This is the mail archive of the
gcc@gcc.gnu.org
mailing list for the GCC project.
Re: Modifying ARM code generator for elimination of 8bit writes - need help
- From: Wolfgang MÃes <wolfgang at iksw-muees dot de>
- To: Richard Earnshaw <rearnsha at arm dot com>
- Cc: Rask Ingemann Lambertsen <rask at sygehus dot dk>, Paul Brook <paul at codesourcery dot com>, gcc at gcc dot gnu dot org
- Date: Mon, 5 Jun 2006 13:29:43 +0200
- Subject: Re: Modifying ARM code generator for elimination of 8bit writes - need help
- References: <200605282223.33002.wolfgang@iksw-muees.de> <20060604210104.GB10795@sygehus.dk> <1149502000.3857.5.camel@pc960.cambridge.arm.com>
Richard,
On Monday 05 June 2006 12:06, Richard Earnshaw wrote:
> I'm confident right now that these will be too invasive to include in
> mainline.
As said before, this is OK for me.
> The changes that tend to get incorporated into the compiler are to
> work around bugs in the CPU, not bugs in some H/W developer's use of
> the CPU. The former affect all users of the processor, the latter
> only that one case.
>
> If we started putting in hacks for the latter the compiler back-ends
> would become unmaintainable in almost no time at all.
Agreed.
> PS. Using swp is a bad idea IMO, this instruction is *very* slow on
> some CPU implementations because of the way it interacts with caches.
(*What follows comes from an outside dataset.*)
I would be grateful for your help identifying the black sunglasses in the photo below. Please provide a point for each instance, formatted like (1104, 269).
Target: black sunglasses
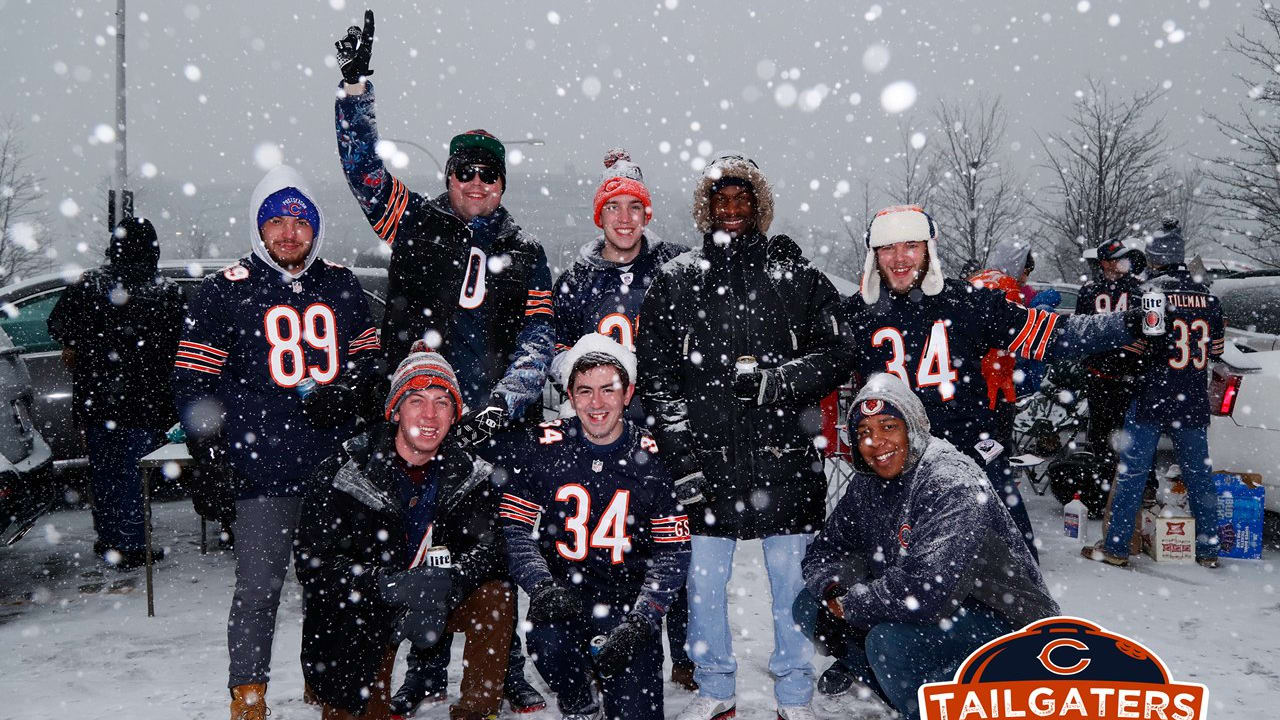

Yes, swp forces a cache load. But in this particular case, forcing a
cache load is the ONLY way to circumvent the hardware problem.
If there is a block write, cache loads are forced only each 32 byte
accesses.
Other possible solutions:
a) code a 16bit read-modify-write. This will also cause a cache load,
and will need much more code, because it will have to look at the
LSB of the address to know where to insert the byte into the word.
b) use the protection unit and make a data abort for a write to that
memory region. This has the advantage of affecting ONLY the critical
memory region (not all the other ones), but the disadvantages are big:
all memory writes are affected, and a data abort handler is very slow.
This solution was implemented before, it was 100 times slower than
native access. Unusable.
regards
Wolfgang
--
We're back to the times when men were men
and wrote their own device drivers.
(Linus Torvalds)